Therefore, we studied the binding kinetics of the SirReal–Sirt2 interaction. Initial attempts to determine the on‐ and off‐kinetics by means of isothermal titration calorimetry (ITC) failed; this might be linked to the fact that the binding enthalpy was overlaid by the energy contributions associated with the rearrangement process. Thus, we conjugated a propargylated SirReal analogue (3) with an azido‐functionalized biotin to obtain the SirReal‐derived affinity probe with a triazole linkage (4). This probe was submitted for binding kinetics studies with biolayer interferometry. Our kinetic measurements, which revealed very slow dissociation kinetics (Figure 1 C), suggested that Sirt2 indeed traps the bound SirReal in its active site as a consequence of its conformational adaption upon ligand binding. This results in a long residence time of the ligand on its target (i.e., the lifetime of the ligand–protein complex) and causes slow dissociation (Figure 1 C).25, 28 The finding that conformational adaption of the targeted protein upon ligand binding can greatly influence residence time is consistent with the reported literature.29 Moreover, increasing the residence time has been proposed as a key strategy for optimizing cellular activity in drug design.30

However, as the co‐crystal structure of Sirt2 in complex with the triazole‐based SirReal 5 illustrates, the triazole moiety, which was introduced during the labeling process as a linker moiety, is also involved in Sirt2 binding through specific interactions. The triazole forms hydrogen bonds with Arg97 of the cofactor binding loop (Figure 1 B). To interrogate whether the long residence time of the Sirt2 affinity probe 4 is a result of the introduction of the triazole moiety or can be mainly attributed to the SirReal core, we sought a technology that enabled binding kinetics to be determined in a label‐free approach.

Results and Discussion

In order to study the binding kinetics (k on, k off rate constants) of the Sirt2–SirReal interaction by means of a method that does not require a labeled ligand, we made use of the DNA nanolever‐based switchSENSE® technology.31 This method is sensitive enough to monitor the binding of an unlabeled small molecule to a surface‐tethered protein.32 In the experimental setup we used for our studies, Sirt2 was covalently bound to one strand of a double‐stranded short DNA nanolever grafted to the surface of a gold microelectrode.
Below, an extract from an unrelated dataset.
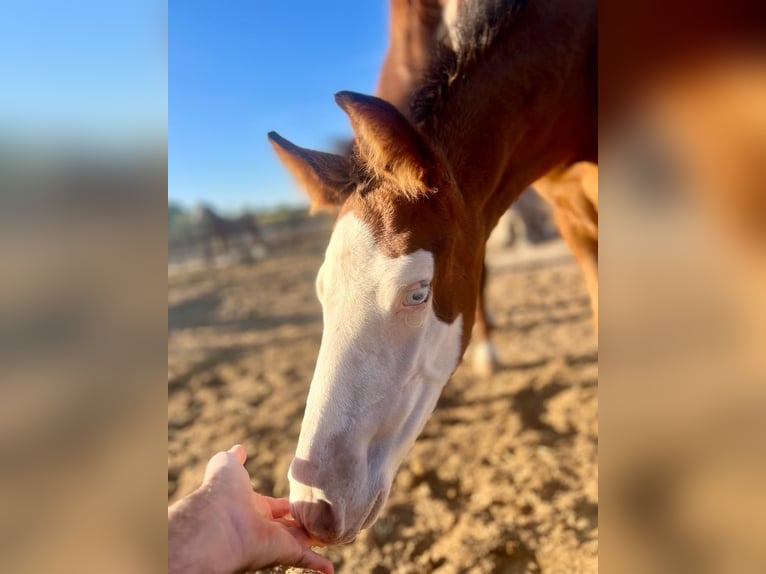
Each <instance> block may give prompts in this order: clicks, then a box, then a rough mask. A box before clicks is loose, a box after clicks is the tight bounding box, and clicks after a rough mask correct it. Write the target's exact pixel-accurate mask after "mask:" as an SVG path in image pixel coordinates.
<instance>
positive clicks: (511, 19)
mask: <svg viewBox="0 0 766 574" xmlns="http://www.w3.org/2000/svg"><path fill="white" fill-rule="evenodd" d="M526 4H527V0H484V1H469V2H461V4H460V8H459V13H458V18H457V22H456V24H455V31H454V33H455V37H456V39H457V46H456V47H454V48H453V47H452V46H449V45H447V44H443V43H439V45H438V46H436V47H435V48H434V51H433V53H432V55H431V58H430V61H431V64H430V65H429V66H428V69H427V70H425V72H424V74H423V79H422V80H421V82H420V85H419V86H418V87H417V88H416V89H415V91H414V93H413V94H412V97H411V98H410V114H411V117H412V119H413V121H414V122H415V123H420V122H423V121H425V120H426V119H428V118H429V117H430V116H432V115H433V114H434V113H436V112H437V111H438V110H439V109H440V107H441V104H442V102H443V101H444V99H445V96H446V94H447V92H448V90H449V88H450V86H451V85H452V83H453V82H454V81H455V80H456V79H457V78H459V77H461V76H465V74H466V73H467V71H468V69H469V68H470V67H471V66H472V65H473V64H475V63H476V62H477V61H478V60H480V59H481V57H482V56H483V55H484V54H485V53H486V52H487V50H489V49H490V48H491V47H492V46H493V45H494V43H495V42H496V41H497V39H498V37H500V36H502V35H504V34H505V33H506V32H507V31H508V30H509V28H510V27H511V26H512V24H513V23H514V22H516V20H517V16H518V14H519V12H520V11H521V10H522V9H523V8H524V6H525V5H526Z"/></svg>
The other strand is labeled with a fluorescent dye, in this case Cy3 (Figure 2 A). In general, such a setup can be used in two different measuring modes. In the static mode, ligand binding to the surface‐tethered protein is monitored by changes in the fluorescence emission of the DNA‐bound fluorophore as a direct consequence of the binding event. However, binding events that do not directly affect the fluorescence properties of the DNA‐bound fluorophore cannot be monitored in this mode. In the case of the SirReal–Sirt2 interaction, static‐mode measurements did not yield any binding data that could be used for further evaluation (data not shown). Thus, we used the switchSENSE® technology (dynamic mode) to further characterize the binding kinetics of the SirReal–Sirt2 interaction. The switchSENSE® technology makes use of alternating electric potentials that are applied to the gold microelectrode, which either attract or repel the negatively charged backbone of dsDNA nanolevers. This generates an oscillating change of orientation of the DNA nanolever, called switching. Due to a distancedependent, radiation‐free energy transfer to the gold, the intensity of the fluorescent light emitted by the dye reports its distance from the gold surface. In other words, the closer the fluorophore is to the quenching gold surface, the less light is emitted. Processes that alter the hydrodynamic friction of the bound protein (e.g., ligand binding, conformational re‐arrangement, thermal denaturation) affect the speed of DNA movement, which leads to a change in switching dynamics. The principle is depicted in detailed in Figure S2.

Figure 2

Probing the interaction between immobilized Sirt2 and unlabeled 2 by means of the switchSENSE® technology. A) Cartoon representation of the experimental setup. B) Thermal stabilization of the immobilized Sirt2 evoked by different concentrations of 2. See Figure S3 for melting curves and their evaluation. Experimental details are provided in the Experimental Section. C) Association and dissociation curves of immobilized Sirt2 with 2. Solid circles represent raw data, global fits are shown as lines. Experimental details are provided in the Experimental Section.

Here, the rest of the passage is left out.